For sane uniform error handling we need an MPI Barrier with timeout.

PDoakORNL commented 2 years ago

This can be accomplished using MPI_ibarrier. It's probably not too hard to add support for this to mpi3 although it's clearly complicated by mpi3's communication modes. Alfredo I'm not really grasping how the sync and async MPI calls and the various apparently sync and async communication modes interact.

Our use case is after a fatal error has occurred which is likely to occur on all nodes and therefore frequently preempt reporting by the head node. So we could just spin on an MPI_probe for a specified timeout the process that would be wasting CPU spinning is already "dead"

Still we only need an ibarrier call that returns a request and a probe command and we can implement the timeout and spin at the application level.

PDoakORNL commented 2 years ago

This would allow us to use UniformCommunicateError as intended and stop swallowing output the user should be getting.

prckent commented 2 years ago

The most frequent use case for this is likely in initialization/startup. We don't know the order different ranks will reach problems (user input error, memory availability). While problems can occur later on, we need the user to see what went wrong e.g. in their whole machine run with 1M ranks.

ye-luo commented 2 years ago

I'm not following what is the issue to solve and what is the advantage of the proposed method? Could you elaborate a bit more?

correaa commented 2 years ago

yes, can you elaborate? i am very interested in implementing something like this or even at a (slightly) higher level if i see the bigger picture.

if i understand correctly you want to report an error and issue an ibarrier at that point. while succeeding processes will just issue an ibarrier on success?

an example with pseudo code can also help me understand the pattern if you have one in mind.

On Mon, Jan 24, 2022 at 4:22 PM Ye Luo @.***> wrote:

I'm not following what is the issue to solve and what is the advantage of the proposed method? Could you elaborate a bit more?

— Reply to this email directly, view it on GitHub https://github.com/QMCPACK/qmcpack/issues/3760#issuecomment-1020683288, or unsubscribe https://github.com/notifications/unsubscribe-auth/AAXICU6WFMFNDWXHJIWEMR3UXXUOBANCNFSM5MWTENPQ . You are receiving this because you were assigned.Message ID: @.***>

PDoakORNL commented 2 years ago

We through UniformCommunicateError when we have an exception state that we know every rank will experience. We need to timeout to deal with the edge case of a rank not making it to that error case. Elsewise @ye-luo points out this can hang until the job times out.

Hanging and wasting huge amounts of HPC time being a more severe failure than losing error output.

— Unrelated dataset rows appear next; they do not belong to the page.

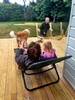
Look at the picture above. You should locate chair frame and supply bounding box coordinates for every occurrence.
[21,56,72,91]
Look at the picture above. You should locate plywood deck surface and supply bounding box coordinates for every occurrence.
[0,37,75,100]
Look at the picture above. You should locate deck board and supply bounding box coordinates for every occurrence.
[0,37,75,100]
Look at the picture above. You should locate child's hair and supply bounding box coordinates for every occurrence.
[27,43,41,60]
[44,41,52,50]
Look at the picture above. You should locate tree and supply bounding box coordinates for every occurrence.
[3,0,10,4]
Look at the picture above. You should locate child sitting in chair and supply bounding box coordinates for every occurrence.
[41,41,55,58]
[15,41,56,70]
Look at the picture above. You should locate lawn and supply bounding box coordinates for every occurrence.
[0,22,68,38]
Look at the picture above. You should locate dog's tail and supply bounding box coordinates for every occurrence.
[10,31,16,38]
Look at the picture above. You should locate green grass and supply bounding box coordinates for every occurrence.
[0,22,68,38]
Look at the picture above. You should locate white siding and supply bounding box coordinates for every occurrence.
[63,0,75,90]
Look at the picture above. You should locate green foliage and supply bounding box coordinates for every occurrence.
[3,0,10,4]
[0,0,72,21]
[0,3,24,21]
[0,21,68,38]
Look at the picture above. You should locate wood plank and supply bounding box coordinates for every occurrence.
[48,65,72,100]
[57,64,75,100]
[11,93,17,100]
[0,37,75,100]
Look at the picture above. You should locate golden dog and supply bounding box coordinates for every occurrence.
[10,29,30,47]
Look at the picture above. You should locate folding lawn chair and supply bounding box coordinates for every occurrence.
[22,56,72,91]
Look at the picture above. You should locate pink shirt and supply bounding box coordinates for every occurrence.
[41,49,55,58]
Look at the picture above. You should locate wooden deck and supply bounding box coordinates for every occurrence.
[0,37,75,100]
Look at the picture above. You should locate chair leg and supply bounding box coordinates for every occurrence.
[22,64,59,91]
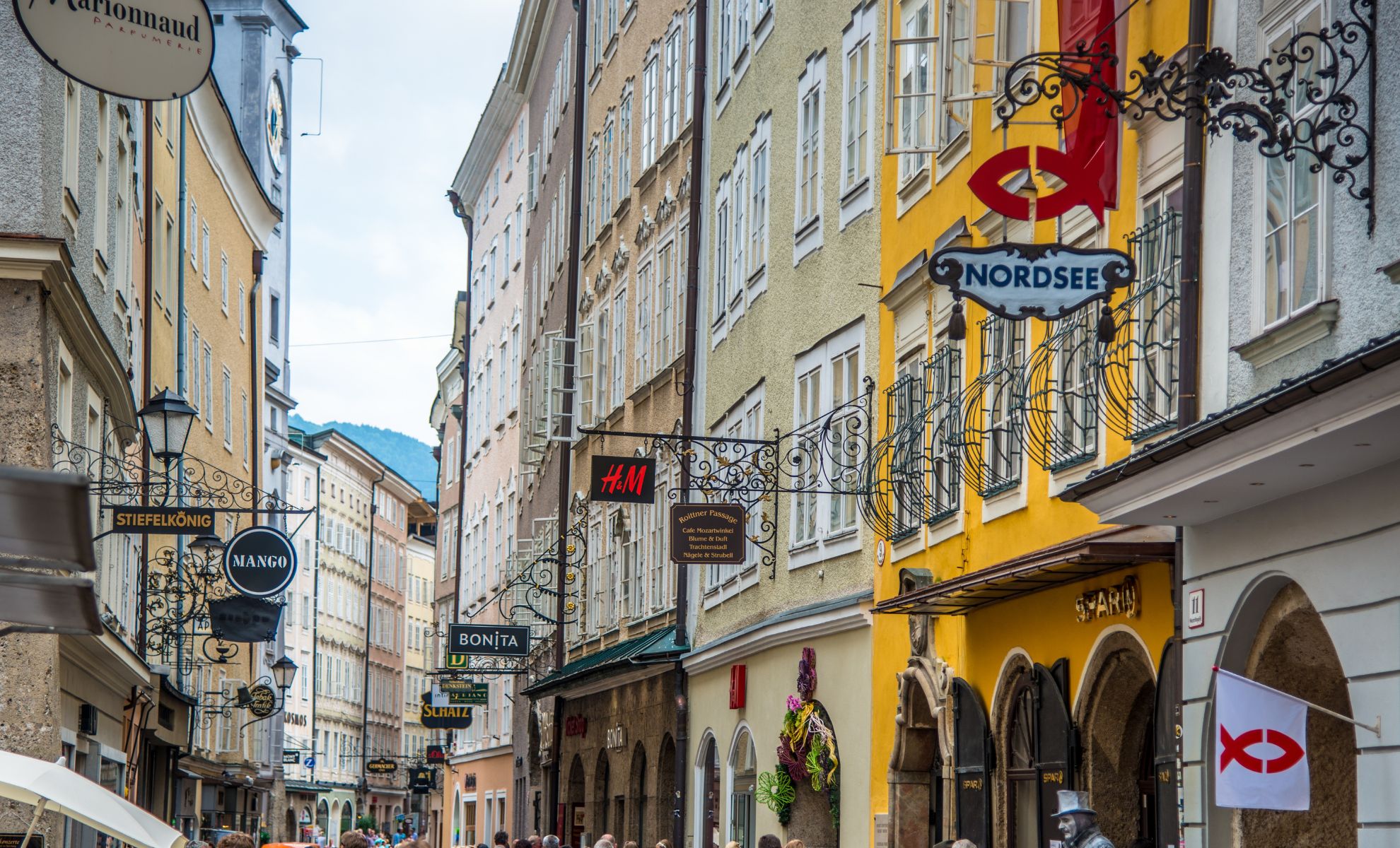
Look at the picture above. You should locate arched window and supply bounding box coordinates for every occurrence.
[730,728,759,848]
[1007,671,1040,848]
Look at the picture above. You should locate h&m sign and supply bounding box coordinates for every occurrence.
[588,457,657,504]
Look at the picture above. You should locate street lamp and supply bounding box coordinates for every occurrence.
[136,389,196,463]
[189,533,224,560]
[272,656,297,695]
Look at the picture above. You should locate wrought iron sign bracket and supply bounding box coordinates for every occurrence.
[997,0,1376,234]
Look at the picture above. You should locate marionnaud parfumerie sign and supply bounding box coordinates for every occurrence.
[928,242,1137,320]
[224,528,297,598]
[14,0,214,101]
[447,624,529,656]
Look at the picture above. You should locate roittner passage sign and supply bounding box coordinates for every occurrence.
[447,624,529,656]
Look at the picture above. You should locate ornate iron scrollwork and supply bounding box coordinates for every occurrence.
[997,0,1376,231]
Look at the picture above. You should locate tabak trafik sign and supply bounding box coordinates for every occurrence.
[13,0,214,101]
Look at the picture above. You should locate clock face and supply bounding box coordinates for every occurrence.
[266,78,287,172]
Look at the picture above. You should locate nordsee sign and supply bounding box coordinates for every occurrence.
[14,0,214,101]
[224,528,297,598]
[928,242,1137,320]
[447,624,529,656]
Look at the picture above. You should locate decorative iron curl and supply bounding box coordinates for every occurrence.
[997,0,1376,232]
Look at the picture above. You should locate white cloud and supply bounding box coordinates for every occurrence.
[290,0,518,442]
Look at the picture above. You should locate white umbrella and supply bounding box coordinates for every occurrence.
[0,751,189,848]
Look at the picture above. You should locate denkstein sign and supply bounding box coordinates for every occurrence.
[13,0,214,101]
[224,528,297,598]
[928,242,1137,320]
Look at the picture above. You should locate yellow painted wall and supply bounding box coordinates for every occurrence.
[870,0,1187,842]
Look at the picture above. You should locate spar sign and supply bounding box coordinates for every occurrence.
[928,242,1137,329]
[14,0,214,101]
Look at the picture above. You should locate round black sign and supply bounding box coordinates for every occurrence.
[224,528,297,598]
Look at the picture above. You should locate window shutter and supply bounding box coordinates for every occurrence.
[1153,640,1182,845]
[1030,659,1074,844]
[952,677,993,845]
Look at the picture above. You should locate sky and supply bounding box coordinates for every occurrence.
[288,0,520,444]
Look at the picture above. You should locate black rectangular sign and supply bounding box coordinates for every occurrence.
[670,504,747,565]
[588,457,657,504]
[447,624,529,665]
[112,507,214,536]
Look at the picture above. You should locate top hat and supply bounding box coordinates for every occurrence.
[1054,789,1097,817]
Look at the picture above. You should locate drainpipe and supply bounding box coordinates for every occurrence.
[546,0,588,842]
[360,471,386,795]
[1172,0,1211,842]
[670,0,710,845]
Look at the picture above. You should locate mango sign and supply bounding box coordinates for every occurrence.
[928,242,1137,320]
[13,0,214,101]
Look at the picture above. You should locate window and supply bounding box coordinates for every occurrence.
[617,90,631,193]
[63,78,83,210]
[224,368,234,454]
[841,31,868,190]
[661,23,680,144]
[641,54,660,167]
[940,0,974,147]
[790,322,865,568]
[730,728,759,848]
[797,57,826,230]
[1260,4,1324,327]
[890,0,938,184]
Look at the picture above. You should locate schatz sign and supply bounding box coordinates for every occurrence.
[928,242,1137,320]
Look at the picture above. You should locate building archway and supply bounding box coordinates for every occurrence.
[630,742,649,845]
[886,656,952,845]
[653,734,676,842]
[1206,575,1357,848]
[1075,628,1156,845]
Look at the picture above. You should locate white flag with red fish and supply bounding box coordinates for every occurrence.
[1215,669,1310,811]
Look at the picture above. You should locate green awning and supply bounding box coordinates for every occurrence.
[525,627,684,697]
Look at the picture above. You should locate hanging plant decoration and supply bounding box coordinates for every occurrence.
[759,648,841,828]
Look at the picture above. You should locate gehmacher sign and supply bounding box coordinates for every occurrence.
[14,0,214,101]
[928,242,1137,320]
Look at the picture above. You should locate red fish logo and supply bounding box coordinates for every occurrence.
[1221,725,1306,774]
[967,147,1106,224]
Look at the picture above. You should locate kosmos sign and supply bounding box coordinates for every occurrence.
[13,0,214,101]
[224,528,297,598]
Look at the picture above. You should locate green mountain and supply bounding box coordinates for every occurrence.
[288,414,437,501]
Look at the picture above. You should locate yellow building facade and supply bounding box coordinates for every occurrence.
[870,0,1187,848]
[147,78,281,838]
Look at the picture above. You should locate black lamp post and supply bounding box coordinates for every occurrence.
[272,656,297,698]
[136,389,197,464]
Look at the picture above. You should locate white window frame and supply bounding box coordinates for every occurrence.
[793,50,826,260]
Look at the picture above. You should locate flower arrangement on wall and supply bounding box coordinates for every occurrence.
[756,648,841,827]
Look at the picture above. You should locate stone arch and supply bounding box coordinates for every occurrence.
[588,748,612,838]
[1075,627,1156,845]
[632,742,652,845]
[1206,574,1358,848]
[653,734,676,842]
[886,656,953,845]
[987,648,1033,845]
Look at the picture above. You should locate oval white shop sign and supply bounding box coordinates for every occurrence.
[13,0,214,101]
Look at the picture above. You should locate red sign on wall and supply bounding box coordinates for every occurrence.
[588,457,657,504]
[730,665,749,709]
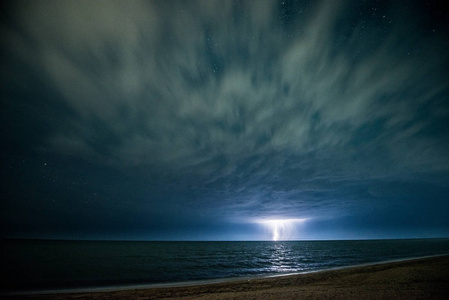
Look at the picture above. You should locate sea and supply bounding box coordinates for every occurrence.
[0,239,449,293]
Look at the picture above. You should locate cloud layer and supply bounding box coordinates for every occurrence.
[2,1,449,239]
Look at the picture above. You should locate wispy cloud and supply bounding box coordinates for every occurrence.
[2,1,449,225]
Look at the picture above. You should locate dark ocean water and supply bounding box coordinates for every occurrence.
[1,239,449,292]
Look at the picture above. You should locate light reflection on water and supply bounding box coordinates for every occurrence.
[0,239,449,290]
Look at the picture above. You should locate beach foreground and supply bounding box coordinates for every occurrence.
[7,256,449,299]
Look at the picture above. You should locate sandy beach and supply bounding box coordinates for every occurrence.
[6,255,449,299]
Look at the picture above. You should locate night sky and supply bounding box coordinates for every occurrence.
[0,0,449,240]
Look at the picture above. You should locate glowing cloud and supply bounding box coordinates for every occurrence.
[257,219,306,241]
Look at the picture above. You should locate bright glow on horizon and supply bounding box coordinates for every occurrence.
[257,219,306,241]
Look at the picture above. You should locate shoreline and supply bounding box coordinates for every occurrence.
[5,253,449,296]
[2,254,449,299]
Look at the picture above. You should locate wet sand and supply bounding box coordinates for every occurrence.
[6,255,449,299]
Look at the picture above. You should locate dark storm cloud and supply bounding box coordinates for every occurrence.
[2,1,449,239]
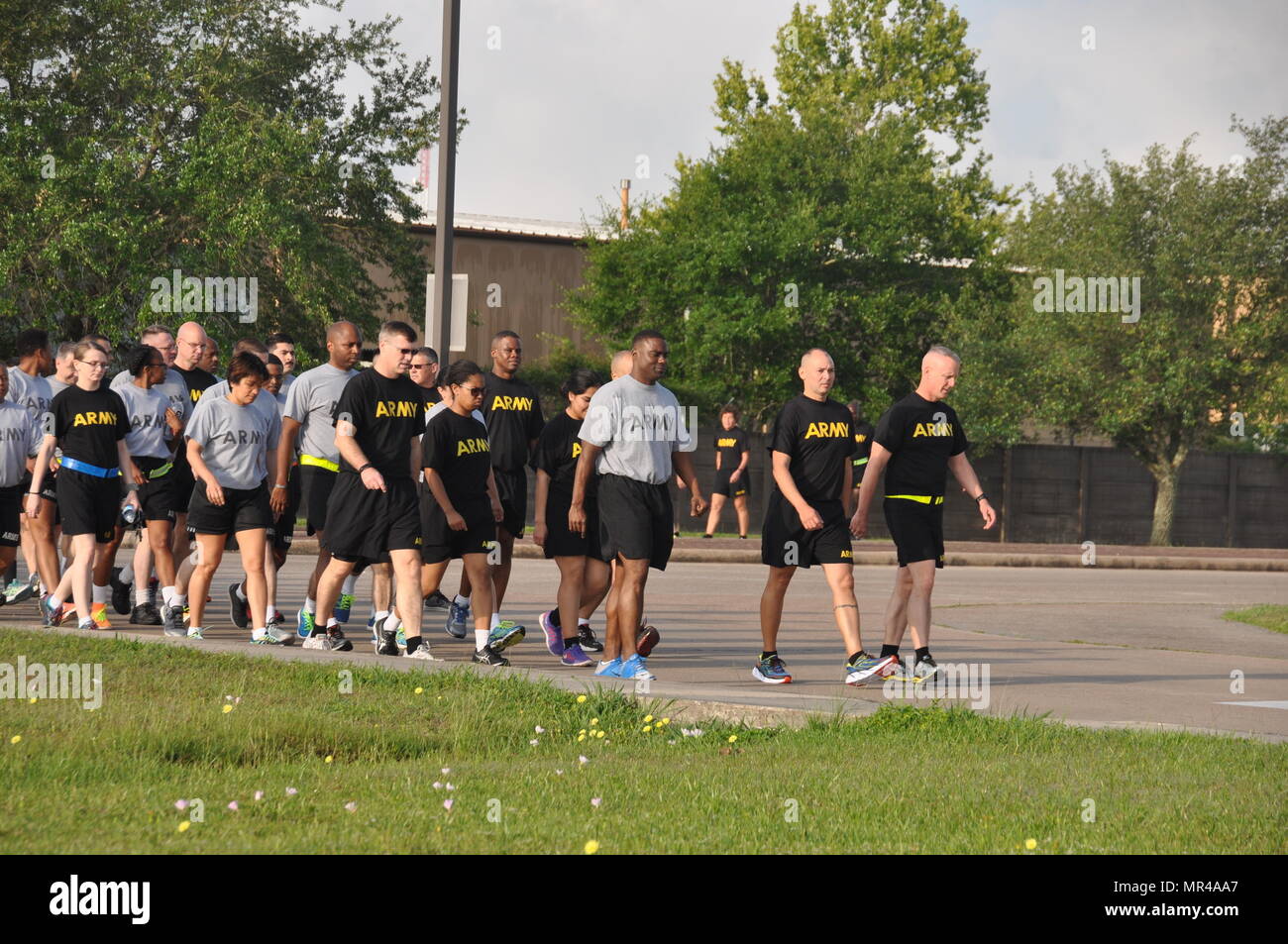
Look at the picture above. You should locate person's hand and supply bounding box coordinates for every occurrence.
[979,498,997,531]
[358,467,389,492]
[568,505,587,537]
[798,505,823,531]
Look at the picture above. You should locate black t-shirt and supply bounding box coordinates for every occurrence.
[51,385,130,469]
[769,394,854,502]
[331,367,425,479]
[532,409,597,501]
[483,372,545,472]
[711,426,747,475]
[420,407,492,511]
[872,393,970,496]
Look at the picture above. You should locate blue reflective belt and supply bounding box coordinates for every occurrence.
[61,456,121,479]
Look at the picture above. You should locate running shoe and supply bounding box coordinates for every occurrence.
[617,653,657,682]
[374,628,402,656]
[595,658,622,679]
[471,645,510,666]
[331,593,353,623]
[250,626,295,645]
[559,643,595,669]
[228,583,250,630]
[486,619,527,652]
[161,602,188,636]
[845,652,894,685]
[107,567,130,615]
[751,656,793,685]
[130,602,164,626]
[577,623,604,652]
[537,609,563,656]
[635,626,662,658]
[912,656,939,685]
[445,600,471,639]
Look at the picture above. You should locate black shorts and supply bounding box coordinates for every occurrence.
[0,483,27,548]
[544,488,601,561]
[188,481,273,533]
[760,489,854,568]
[58,469,121,544]
[492,469,528,537]
[883,496,944,568]
[711,469,751,498]
[420,488,497,564]
[322,472,421,564]
[268,465,304,551]
[596,475,675,571]
[296,465,340,537]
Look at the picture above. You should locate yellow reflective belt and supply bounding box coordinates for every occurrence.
[300,452,340,472]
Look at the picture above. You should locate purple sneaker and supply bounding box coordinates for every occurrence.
[559,643,595,669]
[538,609,567,654]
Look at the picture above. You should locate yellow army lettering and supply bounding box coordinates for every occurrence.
[456,438,488,456]
[72,409,116,426]
[376,400,424,419]
[805,422,850,439]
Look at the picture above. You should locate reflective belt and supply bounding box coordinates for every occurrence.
[63,456,121,479]
[300,452,340,472]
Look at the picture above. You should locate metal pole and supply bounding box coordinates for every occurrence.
[426,0,461,358]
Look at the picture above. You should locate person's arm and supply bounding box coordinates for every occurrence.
[948,452,997,531]
[850,442,893,537]
[770,450,823,531]
[532,469,550,548]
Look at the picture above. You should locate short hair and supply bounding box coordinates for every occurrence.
[441,358,483,386]
[377,321,416,343]
[18,329,49,357]
[233,338,268,357]
[228,351,268,386]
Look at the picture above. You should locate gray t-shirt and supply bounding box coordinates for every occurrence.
[116,383,170,459]
[0,396,46,486]
[282,364,358,463]
[581,373,695,485]
[183,387,282,488]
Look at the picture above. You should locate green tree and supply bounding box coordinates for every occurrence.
[956,119,1288,545]
[567,0,1009,421]
[0,0,453,355]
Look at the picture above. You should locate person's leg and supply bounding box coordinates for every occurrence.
[707,494,725,535]
[760,567,796,652]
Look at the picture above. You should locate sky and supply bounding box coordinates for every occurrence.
[301,0,1288,223]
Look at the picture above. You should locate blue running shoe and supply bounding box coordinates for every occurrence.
[595,658,622,679]
[331,593,353,623]
[443,600,471,639]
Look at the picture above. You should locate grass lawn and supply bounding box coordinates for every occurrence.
[0,630,1288,854]
[1221,602,1288,632]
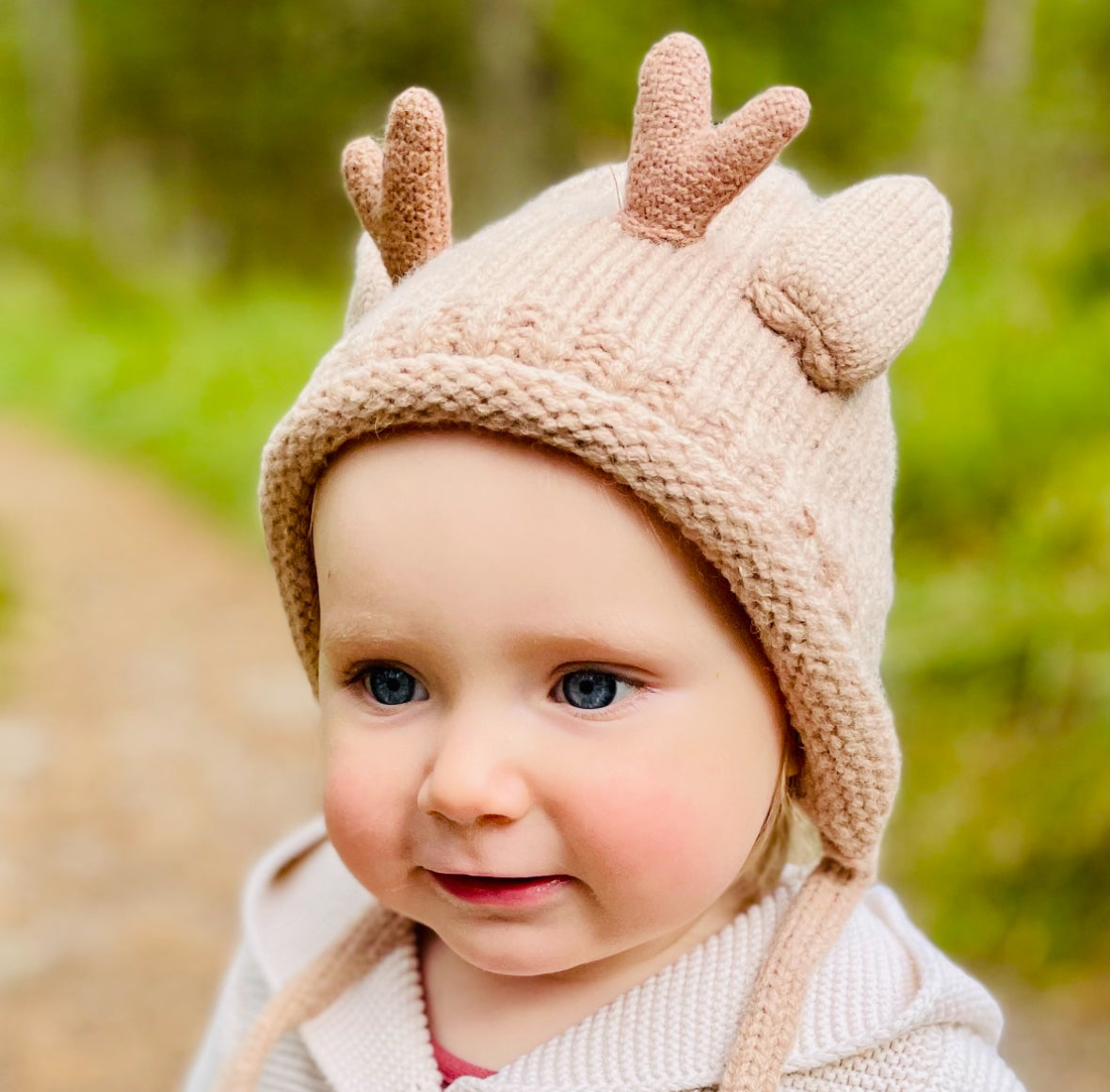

void barrierAndAbortWithTimeOut(std::string error, int timeout)
{ 
 auto req_barrier = mpi3_comm.iBarrier();
  auto timeout = input_.get_error_timeout();
  auto wait_start = time();
  while ( time() - wait_start < timeoutt)
  {
    if( mpi3_comm.probe(req_barrier()) == EVERYONE_HAS_ENTERED)
    {
      mpi3_comm.wait(req_barrier); // seems like we should still clear request
      if(mpi3.rank() == 0) 
        mpi_abort(uce.what());
    }
  }
  mpi_abort("timeout error") // at this point we just need to make sure the abort occurs.
}

try
{
  validateXML(cur);
}
catch(const UniformCommunicateError& uce)
{
  barrierAndAbortWithTimeOut(uce.what(), input_.get_error_timeout());
}

PDoakORNL commented 2 years ago

Completely possible this would be better accomplished just with regular async messages, but I think there is a way to use the ibarrier request to avoid some of this work.

williamfgc commented 2 years ago

Question out of curiosity as I might be missing something in @PDoakORNL requirements. Shouldn't MPI_Abort be sufficient? It's not clean (can be put inside a catch block). Still it should do the job of not wasting core-hours at the expense of not reporting all errors, but only the first one. Or reporting every single rank that fail is the desired outcome?

correaa commented 2 years ago

That's a good question, what it gaining by delaying the MPI_Abort, is it that messages are more clear.

I see main two situations:

all processes globally fail in the same state, they all throw the same global exception type (and contents), I don't think this any special handling (global code should be normal code).
some processes fail, if this one throws a normal exception it is locally impossible to determine if it is global. So the programmer should either
- MPI_Abort
- rethrow as a special exception with MPI information that can be handled later, either collect exception information or MPI_Abort (are we here?)
- Delay abort form some reason (are we here?)
some processes fail, and know that others will also eventually fail so all wait so they can all abort at the same "time". (are we here?)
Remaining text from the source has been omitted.